After all, there was good in the old ways. His
eyes, making the round of the room--done over by Dallas with English
mezzotints, Chippendale cabinets, bits of chosen blue-and-white and
pleasantly shaded electric lamps--came back to the old Eastlake writing-
table that he had never been willing to banish, and to his first photograph
of May, which still kept its place beside his inkstand. There
she was, tall, round-bosomed and willowy, in her starched muslin and
flapping Leghorn, as he had seen her under the orange-trees in the Mission
garden. And as he had seen her that day, so she had remained; never quite at
the same height, yet never far below it: generous, faithful, unwearied; but
so lacking in imagination, so incapable of growth, that the world of her
youth had fallen into pieces and rebuilt itself without her ever being
conscious of the change. This
hard bright blindness had kept her immediate horizon apparently unaltered. Her incapacity to recognise change made her children conceal
their views from her as Archer concealed his; there had been, from the
first, a joint pretence of sameness, a kind of innocent family hypocrisy, in
which father and children had unconsciously collaborated. And she had died thinking the world a good place, full of
loving and harmonious households like her own, and resigned to leave it
because she was convinced that, whatever happened, Newland would continue to
inculcate in Dallas the same principles and prejudices which had shaped his
parents' lives, and that Dallas in turn (when Newland followed her) would
transmit the sacred trust to little Bill.
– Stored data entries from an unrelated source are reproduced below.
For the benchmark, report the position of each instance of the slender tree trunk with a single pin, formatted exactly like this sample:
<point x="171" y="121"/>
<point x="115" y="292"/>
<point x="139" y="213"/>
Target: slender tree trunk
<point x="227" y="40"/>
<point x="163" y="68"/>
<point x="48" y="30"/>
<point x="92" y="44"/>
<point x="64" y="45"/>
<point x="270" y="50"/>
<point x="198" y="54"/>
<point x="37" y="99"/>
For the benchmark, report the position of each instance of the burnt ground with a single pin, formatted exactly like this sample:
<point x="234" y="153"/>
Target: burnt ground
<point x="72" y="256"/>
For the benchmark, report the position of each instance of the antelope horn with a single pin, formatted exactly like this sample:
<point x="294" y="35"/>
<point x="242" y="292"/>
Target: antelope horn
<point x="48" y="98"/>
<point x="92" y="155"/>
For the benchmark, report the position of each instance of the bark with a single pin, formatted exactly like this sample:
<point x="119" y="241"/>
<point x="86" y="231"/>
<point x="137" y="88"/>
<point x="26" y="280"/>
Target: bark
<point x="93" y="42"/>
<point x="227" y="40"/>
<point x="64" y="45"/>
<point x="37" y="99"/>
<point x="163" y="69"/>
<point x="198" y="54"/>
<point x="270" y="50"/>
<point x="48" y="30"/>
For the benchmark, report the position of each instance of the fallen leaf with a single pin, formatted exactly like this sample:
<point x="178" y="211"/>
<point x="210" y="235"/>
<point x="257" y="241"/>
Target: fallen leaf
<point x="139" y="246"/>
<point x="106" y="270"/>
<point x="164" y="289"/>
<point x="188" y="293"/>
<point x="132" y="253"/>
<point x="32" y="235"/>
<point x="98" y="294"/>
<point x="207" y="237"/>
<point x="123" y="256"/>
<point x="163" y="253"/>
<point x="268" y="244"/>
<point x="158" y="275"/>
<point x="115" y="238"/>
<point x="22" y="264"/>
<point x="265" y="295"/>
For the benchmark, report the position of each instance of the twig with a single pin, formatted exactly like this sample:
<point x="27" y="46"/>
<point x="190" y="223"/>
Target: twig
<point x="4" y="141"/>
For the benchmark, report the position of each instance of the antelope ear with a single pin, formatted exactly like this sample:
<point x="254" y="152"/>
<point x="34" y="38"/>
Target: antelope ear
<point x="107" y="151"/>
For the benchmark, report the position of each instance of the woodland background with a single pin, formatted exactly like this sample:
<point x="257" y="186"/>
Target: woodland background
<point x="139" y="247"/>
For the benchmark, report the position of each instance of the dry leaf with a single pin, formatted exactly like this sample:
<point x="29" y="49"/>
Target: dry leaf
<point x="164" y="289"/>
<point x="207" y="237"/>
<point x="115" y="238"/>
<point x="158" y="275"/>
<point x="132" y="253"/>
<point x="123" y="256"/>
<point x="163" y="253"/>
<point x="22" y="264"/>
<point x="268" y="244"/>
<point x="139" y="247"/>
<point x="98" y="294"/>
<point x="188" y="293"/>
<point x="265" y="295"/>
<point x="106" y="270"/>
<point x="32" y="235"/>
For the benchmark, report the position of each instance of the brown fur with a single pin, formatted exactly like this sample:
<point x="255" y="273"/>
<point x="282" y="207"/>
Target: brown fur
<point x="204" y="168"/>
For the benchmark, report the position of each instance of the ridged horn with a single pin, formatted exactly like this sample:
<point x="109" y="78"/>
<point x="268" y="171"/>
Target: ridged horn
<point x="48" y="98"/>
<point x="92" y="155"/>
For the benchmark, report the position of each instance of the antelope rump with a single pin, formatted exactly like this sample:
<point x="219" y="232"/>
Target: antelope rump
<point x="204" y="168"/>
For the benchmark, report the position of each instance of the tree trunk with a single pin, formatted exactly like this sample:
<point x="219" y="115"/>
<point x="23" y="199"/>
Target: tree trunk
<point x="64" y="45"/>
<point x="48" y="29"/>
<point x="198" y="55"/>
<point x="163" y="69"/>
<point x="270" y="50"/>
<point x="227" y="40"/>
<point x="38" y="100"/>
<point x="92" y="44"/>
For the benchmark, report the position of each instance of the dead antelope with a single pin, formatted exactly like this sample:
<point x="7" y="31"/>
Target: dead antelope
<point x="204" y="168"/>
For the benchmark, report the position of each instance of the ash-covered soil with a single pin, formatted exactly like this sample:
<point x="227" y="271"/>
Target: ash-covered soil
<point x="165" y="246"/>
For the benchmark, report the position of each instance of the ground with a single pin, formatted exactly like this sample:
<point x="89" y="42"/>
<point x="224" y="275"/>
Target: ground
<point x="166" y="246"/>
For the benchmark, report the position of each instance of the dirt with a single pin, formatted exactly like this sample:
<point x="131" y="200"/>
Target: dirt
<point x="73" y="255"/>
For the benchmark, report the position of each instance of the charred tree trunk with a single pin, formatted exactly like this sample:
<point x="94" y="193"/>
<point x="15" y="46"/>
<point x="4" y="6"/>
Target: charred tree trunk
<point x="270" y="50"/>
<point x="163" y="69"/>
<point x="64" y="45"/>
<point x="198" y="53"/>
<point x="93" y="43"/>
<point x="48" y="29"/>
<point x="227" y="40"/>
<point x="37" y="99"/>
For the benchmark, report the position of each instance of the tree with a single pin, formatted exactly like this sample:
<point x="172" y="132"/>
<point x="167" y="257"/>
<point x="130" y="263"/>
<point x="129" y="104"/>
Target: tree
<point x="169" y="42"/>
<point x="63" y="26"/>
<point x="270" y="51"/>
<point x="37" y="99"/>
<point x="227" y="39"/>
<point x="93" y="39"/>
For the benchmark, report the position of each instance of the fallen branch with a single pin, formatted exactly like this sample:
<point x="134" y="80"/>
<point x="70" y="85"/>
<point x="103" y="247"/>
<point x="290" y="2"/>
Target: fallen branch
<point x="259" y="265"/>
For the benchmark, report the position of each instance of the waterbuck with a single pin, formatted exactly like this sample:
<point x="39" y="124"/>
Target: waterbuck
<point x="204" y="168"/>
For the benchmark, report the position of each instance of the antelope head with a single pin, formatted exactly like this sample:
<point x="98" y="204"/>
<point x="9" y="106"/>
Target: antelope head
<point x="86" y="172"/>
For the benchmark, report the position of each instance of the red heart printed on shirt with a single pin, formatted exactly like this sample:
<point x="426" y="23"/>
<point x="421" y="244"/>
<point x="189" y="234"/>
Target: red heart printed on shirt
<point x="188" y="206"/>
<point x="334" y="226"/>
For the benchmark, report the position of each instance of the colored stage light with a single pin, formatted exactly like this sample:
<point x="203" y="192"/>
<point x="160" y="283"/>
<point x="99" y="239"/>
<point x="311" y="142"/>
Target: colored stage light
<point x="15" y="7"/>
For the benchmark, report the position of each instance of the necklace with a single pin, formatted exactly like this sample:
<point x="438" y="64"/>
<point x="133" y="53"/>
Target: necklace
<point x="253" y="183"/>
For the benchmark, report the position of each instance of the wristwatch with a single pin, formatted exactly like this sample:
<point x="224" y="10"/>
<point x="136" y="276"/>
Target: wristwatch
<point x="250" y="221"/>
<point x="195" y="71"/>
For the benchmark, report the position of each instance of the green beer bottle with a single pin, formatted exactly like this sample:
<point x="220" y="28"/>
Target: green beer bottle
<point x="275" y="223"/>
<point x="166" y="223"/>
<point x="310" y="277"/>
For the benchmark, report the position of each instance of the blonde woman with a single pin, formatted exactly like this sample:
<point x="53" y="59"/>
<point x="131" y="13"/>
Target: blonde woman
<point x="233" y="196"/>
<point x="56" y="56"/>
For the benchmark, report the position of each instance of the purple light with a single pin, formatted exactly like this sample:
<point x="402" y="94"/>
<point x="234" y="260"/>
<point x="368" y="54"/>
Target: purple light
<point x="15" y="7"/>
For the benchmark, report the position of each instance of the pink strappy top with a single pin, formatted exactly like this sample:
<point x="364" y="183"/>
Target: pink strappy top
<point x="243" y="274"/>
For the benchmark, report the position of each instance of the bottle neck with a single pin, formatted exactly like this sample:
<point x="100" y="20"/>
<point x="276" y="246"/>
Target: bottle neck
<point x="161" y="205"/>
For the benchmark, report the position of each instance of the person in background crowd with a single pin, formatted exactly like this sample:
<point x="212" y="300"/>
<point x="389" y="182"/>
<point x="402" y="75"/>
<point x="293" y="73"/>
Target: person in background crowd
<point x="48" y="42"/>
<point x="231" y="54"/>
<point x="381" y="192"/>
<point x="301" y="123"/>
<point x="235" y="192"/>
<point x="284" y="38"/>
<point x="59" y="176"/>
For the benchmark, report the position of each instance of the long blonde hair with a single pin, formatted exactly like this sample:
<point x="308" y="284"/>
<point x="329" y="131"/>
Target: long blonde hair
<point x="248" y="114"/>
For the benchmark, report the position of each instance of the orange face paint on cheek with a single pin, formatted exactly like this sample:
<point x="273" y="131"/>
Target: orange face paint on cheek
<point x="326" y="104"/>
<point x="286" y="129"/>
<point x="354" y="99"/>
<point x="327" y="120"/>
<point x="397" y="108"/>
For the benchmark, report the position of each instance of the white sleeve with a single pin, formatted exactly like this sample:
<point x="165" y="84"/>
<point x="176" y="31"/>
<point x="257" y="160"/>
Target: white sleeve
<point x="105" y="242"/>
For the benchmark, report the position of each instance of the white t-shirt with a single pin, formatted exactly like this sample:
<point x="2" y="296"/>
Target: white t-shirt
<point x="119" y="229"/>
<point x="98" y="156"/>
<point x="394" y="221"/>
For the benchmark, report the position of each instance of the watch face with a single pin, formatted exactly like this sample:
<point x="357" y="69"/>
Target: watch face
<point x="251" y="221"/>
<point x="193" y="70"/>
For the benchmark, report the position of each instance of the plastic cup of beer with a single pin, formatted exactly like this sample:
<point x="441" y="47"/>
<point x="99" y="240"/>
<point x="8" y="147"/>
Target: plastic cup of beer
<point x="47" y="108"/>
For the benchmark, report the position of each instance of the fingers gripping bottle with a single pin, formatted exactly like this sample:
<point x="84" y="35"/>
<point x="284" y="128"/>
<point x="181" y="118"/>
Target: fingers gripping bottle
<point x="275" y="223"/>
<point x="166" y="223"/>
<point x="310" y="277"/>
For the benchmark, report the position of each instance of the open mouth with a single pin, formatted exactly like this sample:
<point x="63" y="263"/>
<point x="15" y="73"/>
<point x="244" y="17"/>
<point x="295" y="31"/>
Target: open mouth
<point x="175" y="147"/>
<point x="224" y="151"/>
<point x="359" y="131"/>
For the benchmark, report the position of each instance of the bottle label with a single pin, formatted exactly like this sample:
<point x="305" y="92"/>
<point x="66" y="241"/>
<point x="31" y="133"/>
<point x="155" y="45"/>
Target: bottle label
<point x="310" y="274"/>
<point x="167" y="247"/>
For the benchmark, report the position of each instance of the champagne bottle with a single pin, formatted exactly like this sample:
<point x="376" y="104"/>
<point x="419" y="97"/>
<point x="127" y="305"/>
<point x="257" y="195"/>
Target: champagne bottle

And of Mary she was sure as of her own self.
So, having snatched little Bill from the grave, and given her life in
the effort, she went contentedly to her place in the Archer vault in St.
Mark's, where Mrs. Archer already lay safe from the terrifying
"trend" which her daughter-in-law had never even become aware of. Opposite
May's portrait stood one of her daughter. Mary Chivers was as tall and fair
as her mother, but large-waisted, flat-chested and slightly slouching, as
the altered fashion required. Mary
Chivers's mighty feats of athleticism could not have been performed with the
twenty-inch waist that May Archer's azure sash so easily spanned. And the difference seemed symbolic; the mother's life had
been as closely girt as her figure. Mary, who was no less conventional, and
no more intelligent, yet led a larger life and held more tolerant views.
There was good in the new order too. The
telephone clicked, and Archer, turning from the photographs, unhooked the
transmitter at his elbow. How far they were from the days when the legs of
the brass-buttoned messenger boy had been New York's only means of quick
communication! "Chicago
wants you." Ah--it
must be a long-distance from Dallas, who had been sent to Chicago by his
firm to talk over the plan of the Lakeside palace they were to build for a
young millionaire with ideas. The
firm always sent Dallas on such errands. "Hallo,
Dad--Yes: Dallas. I say--how do
you feel about sailing on Wednesday? Mauretania:
Yes, next Wednesday as ever is. Our client wants me to look at some Italian gardens before we
settle anything, and has asked me to nip over on the next boat.
I've got to be back on the first of June--" the voice broke into
a joyful conscious laugh--"so we must look alive.
I say, Dad, I want your help: do come." Dallas
seemed to be speaking in the room: the voice was as near by and natural as
if he had been lounging in his favourite arm-chair by the fire.
The fact would not ordinarily have surprised Archer, for
long-distance telephoning had become as much a matter of course as electric
lighting and five-day Atlantic voyages. But the laugh did startle him; it still seemed wonderful that
across all those miles and miles of country--forest, river, mountain,
prairie, roaring cities and busy indifferent millions--Dallas's laugh should
be able to say: "Of course, whatever happens, I must get back on the
first, because Fanny Beaufort and I are to be married on the fifth." The
voice began again: "Think
it over? No, sir: not a minute.
You've got to say yes now. Why
not, I'd like to know? If you
can allege a single reason--No; I knew it. Then it's a go, eh?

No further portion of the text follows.